Времени оставалось в обрез. Премьера оперы была назначена через две недели, а в тот день должна была состояться первая репетиция с оркестром, но без певцов, потому что часть либретто еще не была готова, и я, как, видимо, и Моцарт, сознавал, какие потребуются титанические усилия, чтобы премьера прошла в намеченный срок. Мы подошли к музыкантам, и я почувствовал волнение, владевшее всеми. Скрипач из оркестровой ямы сообщил Моцарту:
«Маэстро, концертмейстер заболел, по-видимому, у него „итальянская болезнь“. Еще вчера он был совершенно здоров».
Словно по тайному знаку, граф Орсини-Розенберг, директор императорских театров, сидевший в задних рядах партера, прошел по проходу и сказал Моцарту:
«Репетицию придется отменить. Мы не можем репетировать без концертмейстера».
«Мы не можем позволить себе новой отсрочки! – вскричал Моцарт. – Еще одна задержка, и постановка оперы провалится, господин директор».
Граф строго заметил: «Плохо отрепетированную оперу ставить нельзя, Моцарт, нам придется позаботиться о новом концертмейстере».
«Хорошо», согласился Моцарт. Он искал глазами да Понте, который нанял прежнего концертмейстера, но либреттиста нигде не было видно.
|
|
«Это наша обязанность. Мне очень жаль, но это так», сказал Орсини-Розенберг.
Однако мне показалось, что директор императорских театров, который правил железной рукой в оперном мире Вены, кроме тех редких случаев, когда ему приходилось Подчиняться воле императора, вовсе не жалеет о случившемся. Мне было известно, что граф не одобряет Моцарта: это стало очевидным во время постановки «Фигаро», увидевшего свет лишь благодаря изворотливости да Понте.
Орсини-Розенберг повторил: «Без концертмейстера репетиция не состоится».
Граф предложил оркестрантам отправляться домой, Моцарт был в полной растерянности, и тогда я решился:
«Позвольте, маэстро, предложить вам свои услуги. Я могу взять на себя обязанности концертмейстера».
«Мюллер – посредственный музыкант. Он и со своей-то партией еле справляется. Это невозможно!» – с презрением сказал Розенберг.
Орсини-Розенберг не сомневался в своей правоте, но Моцарт возразил:
«Мюллер исполнял партию первой скрипки в „Свадьбе Фигаро“ и в „Дон Жуане“. Тогда, ваше сиятельство, вы были им довольны».
«Что поделаешь, тогда мы от него не могли избавиться».
|
|
«Ваше сиятельство, я буду жаловаться императору», – объявил Моцарт.
«Какому? Сомневаюсь, проживет ли Иосиф еще неделю».

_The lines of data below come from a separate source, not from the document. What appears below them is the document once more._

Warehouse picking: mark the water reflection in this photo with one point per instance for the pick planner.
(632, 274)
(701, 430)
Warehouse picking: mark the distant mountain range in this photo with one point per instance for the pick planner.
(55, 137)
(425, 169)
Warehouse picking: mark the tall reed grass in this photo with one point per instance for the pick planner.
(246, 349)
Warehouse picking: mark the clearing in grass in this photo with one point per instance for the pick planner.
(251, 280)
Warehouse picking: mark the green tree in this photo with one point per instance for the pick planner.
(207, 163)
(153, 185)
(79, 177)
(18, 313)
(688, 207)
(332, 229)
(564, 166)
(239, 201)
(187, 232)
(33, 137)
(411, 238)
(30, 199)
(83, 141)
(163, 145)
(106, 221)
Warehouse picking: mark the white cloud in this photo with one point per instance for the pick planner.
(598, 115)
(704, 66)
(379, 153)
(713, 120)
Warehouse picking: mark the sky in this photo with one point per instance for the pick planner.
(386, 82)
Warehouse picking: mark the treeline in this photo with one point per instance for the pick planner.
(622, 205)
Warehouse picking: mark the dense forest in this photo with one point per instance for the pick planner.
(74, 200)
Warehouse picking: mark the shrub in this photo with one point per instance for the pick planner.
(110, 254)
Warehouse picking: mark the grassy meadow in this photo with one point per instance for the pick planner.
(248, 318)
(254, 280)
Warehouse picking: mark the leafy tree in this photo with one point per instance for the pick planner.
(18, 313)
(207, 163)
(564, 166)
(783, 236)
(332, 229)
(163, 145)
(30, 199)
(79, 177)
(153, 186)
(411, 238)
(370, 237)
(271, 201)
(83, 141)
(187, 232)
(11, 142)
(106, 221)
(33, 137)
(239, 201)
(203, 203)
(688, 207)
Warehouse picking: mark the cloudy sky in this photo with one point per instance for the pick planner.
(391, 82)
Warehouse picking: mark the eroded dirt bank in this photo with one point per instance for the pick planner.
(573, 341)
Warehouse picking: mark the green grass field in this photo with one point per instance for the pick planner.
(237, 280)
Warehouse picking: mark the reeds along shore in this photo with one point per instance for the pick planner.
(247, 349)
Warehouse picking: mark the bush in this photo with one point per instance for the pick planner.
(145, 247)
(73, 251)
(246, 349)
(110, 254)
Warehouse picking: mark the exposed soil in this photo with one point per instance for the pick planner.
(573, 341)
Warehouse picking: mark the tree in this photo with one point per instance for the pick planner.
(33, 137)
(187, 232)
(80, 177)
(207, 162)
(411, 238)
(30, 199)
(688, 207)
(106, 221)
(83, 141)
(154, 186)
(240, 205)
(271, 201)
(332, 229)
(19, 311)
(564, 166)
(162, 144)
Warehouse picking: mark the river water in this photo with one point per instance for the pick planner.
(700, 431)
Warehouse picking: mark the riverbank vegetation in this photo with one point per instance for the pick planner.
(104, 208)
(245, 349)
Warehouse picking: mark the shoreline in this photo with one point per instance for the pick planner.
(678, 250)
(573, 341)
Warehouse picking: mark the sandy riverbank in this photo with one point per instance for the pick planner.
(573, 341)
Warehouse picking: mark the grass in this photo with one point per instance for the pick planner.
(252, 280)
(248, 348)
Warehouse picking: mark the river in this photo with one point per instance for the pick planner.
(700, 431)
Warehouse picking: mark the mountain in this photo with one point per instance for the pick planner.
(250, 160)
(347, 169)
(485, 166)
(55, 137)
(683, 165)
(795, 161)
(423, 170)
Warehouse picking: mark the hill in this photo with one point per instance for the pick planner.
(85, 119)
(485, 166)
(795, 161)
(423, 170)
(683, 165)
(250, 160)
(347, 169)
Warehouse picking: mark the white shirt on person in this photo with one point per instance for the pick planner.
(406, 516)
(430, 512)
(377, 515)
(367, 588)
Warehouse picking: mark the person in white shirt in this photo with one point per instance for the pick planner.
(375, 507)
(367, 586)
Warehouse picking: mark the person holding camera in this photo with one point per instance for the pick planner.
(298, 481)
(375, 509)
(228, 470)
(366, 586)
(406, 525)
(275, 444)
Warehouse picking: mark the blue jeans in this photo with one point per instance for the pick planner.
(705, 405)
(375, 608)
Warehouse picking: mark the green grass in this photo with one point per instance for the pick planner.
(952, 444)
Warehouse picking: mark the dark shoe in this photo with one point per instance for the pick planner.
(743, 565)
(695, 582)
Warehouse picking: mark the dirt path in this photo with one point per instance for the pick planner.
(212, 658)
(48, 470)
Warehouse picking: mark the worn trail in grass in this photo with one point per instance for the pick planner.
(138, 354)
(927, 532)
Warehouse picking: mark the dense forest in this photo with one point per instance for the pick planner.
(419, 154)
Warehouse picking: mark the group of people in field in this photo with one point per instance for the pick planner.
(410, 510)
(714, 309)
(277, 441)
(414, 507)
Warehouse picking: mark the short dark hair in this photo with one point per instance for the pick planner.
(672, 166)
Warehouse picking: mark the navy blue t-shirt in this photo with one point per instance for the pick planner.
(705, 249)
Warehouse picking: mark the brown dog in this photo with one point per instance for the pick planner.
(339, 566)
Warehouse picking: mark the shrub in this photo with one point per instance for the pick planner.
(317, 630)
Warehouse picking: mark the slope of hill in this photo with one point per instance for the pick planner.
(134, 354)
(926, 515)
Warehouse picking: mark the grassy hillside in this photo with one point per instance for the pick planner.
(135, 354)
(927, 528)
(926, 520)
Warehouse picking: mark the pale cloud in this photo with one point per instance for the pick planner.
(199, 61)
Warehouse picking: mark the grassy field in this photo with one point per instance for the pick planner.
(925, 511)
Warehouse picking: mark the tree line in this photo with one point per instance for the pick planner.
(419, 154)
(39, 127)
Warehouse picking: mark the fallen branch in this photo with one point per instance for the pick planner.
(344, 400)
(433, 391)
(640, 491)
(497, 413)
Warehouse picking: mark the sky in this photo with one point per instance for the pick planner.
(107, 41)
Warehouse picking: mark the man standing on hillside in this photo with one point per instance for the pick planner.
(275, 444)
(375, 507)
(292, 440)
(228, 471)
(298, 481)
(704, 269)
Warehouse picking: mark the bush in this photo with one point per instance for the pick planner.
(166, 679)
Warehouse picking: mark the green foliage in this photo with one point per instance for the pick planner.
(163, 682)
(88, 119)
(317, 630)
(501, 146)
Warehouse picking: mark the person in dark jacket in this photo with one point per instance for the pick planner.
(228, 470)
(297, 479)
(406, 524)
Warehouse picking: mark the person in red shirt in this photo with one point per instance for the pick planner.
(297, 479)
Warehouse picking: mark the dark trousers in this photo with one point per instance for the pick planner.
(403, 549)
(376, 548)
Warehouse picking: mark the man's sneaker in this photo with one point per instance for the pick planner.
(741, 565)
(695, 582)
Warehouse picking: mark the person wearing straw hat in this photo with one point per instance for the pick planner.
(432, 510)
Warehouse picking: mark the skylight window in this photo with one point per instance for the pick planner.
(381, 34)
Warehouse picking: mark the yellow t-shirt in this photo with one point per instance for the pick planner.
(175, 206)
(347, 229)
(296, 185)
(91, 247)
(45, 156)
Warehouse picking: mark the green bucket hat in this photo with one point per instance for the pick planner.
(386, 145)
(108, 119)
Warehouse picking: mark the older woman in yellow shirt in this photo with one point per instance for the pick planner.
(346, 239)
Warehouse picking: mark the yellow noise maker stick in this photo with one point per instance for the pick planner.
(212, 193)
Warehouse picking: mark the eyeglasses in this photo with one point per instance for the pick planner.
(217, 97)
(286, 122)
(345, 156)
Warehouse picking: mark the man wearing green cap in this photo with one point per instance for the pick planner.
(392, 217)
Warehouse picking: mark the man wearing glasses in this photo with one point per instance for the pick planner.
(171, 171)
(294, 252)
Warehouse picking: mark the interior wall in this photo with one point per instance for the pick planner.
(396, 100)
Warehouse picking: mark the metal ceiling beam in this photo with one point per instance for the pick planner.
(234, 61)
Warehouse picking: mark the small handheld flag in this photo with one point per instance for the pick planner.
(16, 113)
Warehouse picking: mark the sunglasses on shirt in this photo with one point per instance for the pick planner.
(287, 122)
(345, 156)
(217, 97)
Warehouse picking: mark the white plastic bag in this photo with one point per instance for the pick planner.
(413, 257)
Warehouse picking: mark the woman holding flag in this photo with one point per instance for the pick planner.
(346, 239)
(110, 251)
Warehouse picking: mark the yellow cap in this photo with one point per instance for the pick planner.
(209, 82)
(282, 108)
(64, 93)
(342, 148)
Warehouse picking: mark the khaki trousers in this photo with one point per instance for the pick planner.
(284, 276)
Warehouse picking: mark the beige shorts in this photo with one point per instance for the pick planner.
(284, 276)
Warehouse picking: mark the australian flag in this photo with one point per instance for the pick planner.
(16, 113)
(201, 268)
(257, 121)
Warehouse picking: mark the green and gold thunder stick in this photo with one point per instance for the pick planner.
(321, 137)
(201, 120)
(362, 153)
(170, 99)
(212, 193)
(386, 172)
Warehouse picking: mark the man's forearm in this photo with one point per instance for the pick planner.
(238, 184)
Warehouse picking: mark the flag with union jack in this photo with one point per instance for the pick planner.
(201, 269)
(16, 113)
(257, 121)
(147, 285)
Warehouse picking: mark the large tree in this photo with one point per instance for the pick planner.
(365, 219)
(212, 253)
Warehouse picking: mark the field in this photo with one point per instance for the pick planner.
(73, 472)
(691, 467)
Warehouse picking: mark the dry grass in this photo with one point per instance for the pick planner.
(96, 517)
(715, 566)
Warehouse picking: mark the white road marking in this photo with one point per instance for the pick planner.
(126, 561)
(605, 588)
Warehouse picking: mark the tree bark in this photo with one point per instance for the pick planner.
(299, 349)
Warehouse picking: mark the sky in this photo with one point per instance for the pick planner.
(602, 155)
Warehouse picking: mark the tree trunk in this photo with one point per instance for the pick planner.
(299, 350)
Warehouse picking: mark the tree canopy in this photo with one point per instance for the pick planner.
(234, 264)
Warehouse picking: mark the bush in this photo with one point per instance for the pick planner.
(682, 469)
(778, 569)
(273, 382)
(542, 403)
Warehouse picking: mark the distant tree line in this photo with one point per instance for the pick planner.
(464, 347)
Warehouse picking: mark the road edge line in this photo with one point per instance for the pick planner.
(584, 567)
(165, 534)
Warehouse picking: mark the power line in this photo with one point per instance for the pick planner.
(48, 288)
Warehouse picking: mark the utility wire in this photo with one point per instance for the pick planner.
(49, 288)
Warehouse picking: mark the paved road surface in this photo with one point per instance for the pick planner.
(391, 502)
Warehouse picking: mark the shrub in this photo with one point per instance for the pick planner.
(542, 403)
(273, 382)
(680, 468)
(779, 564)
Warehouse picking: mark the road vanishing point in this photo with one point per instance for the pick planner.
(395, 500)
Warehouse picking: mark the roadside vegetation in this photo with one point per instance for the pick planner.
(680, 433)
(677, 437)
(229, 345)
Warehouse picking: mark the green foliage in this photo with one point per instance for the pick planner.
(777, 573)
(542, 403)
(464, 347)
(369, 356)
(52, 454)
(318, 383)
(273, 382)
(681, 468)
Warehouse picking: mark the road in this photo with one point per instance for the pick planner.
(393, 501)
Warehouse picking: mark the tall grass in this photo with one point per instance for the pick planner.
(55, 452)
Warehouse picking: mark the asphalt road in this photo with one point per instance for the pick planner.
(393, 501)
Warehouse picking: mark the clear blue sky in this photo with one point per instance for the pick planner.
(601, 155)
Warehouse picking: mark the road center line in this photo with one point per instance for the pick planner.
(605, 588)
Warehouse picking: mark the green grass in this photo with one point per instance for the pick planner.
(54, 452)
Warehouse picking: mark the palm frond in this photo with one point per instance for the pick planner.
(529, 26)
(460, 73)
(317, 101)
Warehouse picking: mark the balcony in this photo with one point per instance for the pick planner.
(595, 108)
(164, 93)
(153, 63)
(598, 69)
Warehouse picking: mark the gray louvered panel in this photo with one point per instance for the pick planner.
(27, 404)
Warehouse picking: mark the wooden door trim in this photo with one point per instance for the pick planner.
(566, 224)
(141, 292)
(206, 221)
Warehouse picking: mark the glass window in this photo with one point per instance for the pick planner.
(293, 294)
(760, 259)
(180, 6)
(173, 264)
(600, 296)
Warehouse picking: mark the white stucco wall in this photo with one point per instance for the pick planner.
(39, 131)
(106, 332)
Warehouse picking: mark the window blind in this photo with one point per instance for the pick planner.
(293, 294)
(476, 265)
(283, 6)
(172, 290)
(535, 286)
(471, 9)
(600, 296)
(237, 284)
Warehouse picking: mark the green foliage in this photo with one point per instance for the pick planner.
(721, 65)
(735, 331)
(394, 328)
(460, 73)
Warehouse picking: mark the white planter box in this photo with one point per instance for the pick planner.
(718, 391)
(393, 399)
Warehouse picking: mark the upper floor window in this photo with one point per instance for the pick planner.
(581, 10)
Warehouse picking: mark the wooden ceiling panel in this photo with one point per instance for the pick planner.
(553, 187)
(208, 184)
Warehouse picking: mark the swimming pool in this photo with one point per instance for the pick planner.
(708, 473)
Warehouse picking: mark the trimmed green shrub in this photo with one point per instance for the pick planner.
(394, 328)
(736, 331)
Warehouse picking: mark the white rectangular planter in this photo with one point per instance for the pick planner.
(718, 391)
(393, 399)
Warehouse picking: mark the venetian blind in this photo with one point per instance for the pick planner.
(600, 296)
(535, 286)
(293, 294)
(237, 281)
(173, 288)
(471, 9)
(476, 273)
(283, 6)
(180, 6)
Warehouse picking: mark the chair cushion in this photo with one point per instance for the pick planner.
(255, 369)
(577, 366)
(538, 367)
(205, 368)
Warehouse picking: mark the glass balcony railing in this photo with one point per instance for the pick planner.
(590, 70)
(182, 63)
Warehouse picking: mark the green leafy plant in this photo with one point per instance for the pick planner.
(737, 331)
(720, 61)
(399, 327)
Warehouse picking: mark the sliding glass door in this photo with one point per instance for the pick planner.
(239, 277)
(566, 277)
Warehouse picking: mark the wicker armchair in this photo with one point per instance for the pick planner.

«Мюллер отлично играет с листа, – настаивал Моцарт, – у него чистый и приятный звук, он обладает вкусом и играет безупречно. Займите место концертмейстера, господин Мюллер, я уверен, что мы справимся».
Трудно передать вам, господин Отис, владевшие мною тогда чувства. Долгие годы ждал я этого момента. Но и думать не мог, что это произойдет при столь неблагоприятных обстоятельствах. И все же тот момент я не забуду до могилы. Я занял место за первым пюпитром, и весь оркестр вслед за мной вернулся на свои места. Не могу сказать, было ли то выражением доверия ко мне, проявлением протеста или просто невольным побуждением. Но когда я постучал смычком, призывая к порядку, воцарилась полная тишина.
Моцарт улыбнулся директору и вежливо произнес: «Ваше сиятельство, я всегда готов служить моему императору». Орсини-Розенберг онемел от удивления, а Моцарт начал дирижировать.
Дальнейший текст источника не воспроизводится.